If you are serious about MIT, you may want to focus on studies first. By study, I mean your regular school and classes and stop worrying about second dimension of time. It may be there or not there, who cares, and even if you can prove or disprove it - you need to show that that you can solve high school level problems first. Learn physics, participate in olympiads and get to top 400 in country . It is quite hard even solving basic mechanics problems first. (Search for F=MA exam and USAPHO and see the problems there).
Even whole of string theory is giant question mark. It may be true, or may not be true. We will find out possibly in this century, and you just might be the person who get it right, eventually. But basics first. Solve toy problems of physics first, before getting into PhD level stuff.

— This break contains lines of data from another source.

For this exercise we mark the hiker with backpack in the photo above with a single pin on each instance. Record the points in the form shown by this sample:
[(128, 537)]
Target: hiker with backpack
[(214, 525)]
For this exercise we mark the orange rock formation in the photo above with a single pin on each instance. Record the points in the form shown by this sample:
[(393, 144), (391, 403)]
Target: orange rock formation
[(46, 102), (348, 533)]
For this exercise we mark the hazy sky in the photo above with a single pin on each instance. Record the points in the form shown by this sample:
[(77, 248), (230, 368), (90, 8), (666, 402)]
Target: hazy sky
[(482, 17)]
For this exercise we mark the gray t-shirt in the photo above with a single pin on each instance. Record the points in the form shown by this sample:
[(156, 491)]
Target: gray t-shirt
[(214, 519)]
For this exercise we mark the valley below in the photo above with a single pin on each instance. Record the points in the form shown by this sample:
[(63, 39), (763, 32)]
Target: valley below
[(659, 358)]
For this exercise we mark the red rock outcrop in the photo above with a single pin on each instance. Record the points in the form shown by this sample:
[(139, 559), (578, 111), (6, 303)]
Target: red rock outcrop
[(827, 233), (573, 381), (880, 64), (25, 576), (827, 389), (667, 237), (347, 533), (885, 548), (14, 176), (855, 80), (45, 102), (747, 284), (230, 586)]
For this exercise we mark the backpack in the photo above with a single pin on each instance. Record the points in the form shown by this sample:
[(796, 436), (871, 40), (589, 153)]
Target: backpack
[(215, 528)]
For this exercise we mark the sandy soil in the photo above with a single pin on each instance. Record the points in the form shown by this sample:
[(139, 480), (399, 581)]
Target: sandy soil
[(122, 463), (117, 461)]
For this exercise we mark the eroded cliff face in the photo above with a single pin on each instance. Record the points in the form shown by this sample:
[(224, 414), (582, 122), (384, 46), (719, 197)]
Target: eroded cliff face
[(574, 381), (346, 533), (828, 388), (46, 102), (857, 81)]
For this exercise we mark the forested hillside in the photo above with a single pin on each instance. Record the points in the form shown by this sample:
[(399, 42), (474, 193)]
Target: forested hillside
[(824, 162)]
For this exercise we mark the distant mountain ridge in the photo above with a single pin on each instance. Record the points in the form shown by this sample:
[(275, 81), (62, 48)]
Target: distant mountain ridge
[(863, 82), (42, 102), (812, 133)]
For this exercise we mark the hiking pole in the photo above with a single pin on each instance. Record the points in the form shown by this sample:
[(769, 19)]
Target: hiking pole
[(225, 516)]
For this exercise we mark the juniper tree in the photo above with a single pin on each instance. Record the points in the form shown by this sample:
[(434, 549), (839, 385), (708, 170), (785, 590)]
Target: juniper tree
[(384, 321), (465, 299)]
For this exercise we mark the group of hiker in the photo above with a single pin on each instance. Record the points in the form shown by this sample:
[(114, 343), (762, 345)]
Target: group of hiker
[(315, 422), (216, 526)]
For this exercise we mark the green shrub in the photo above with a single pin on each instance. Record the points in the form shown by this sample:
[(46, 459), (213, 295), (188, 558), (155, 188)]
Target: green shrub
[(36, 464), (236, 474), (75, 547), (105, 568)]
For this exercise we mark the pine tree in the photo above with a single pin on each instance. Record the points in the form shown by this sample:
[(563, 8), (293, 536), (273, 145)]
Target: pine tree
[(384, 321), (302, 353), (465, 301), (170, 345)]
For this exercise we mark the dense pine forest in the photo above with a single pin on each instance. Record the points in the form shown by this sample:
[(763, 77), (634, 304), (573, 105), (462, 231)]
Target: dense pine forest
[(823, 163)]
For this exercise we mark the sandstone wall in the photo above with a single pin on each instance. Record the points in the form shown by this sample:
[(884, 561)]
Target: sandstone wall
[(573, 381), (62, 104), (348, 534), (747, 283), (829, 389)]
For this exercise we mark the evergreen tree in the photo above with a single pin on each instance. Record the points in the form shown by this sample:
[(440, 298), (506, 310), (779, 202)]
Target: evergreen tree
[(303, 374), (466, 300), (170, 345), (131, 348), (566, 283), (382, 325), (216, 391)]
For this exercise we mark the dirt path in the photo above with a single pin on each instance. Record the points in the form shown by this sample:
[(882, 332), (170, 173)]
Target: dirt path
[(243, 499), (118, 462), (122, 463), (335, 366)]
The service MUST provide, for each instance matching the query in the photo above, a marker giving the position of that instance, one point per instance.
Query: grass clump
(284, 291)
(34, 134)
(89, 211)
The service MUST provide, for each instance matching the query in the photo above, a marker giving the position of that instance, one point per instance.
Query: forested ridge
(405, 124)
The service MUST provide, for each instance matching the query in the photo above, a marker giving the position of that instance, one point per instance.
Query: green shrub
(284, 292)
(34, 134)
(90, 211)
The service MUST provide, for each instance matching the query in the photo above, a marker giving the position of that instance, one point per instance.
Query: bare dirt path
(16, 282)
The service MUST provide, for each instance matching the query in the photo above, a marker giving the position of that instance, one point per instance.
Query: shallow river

I don’t know what part of country you are located in. If you within few hundred miles of MIT, check out high school programs that MIT offers. There are literally hundreds of programs, mostly free, that MIT provides to high school students. Check out MIT Office of Outreach. Check out MIT Inspire,. MIT Junction, MIT PRIMES, MIT RSI , MIT Beaverworks, MIT Broad Institute Summer Scholar, MIT Think and so on. No other university in the world is as welcoming to high school students as MIT. They nurture the talent early on and for free.
In general, if you are doing research without a mentor, that’s a red herring. Why? Because you don’t know if you are on right path or not. Plenty of high school students have published research (some from MIT programs), but they worked with someone more knowledgeable than them.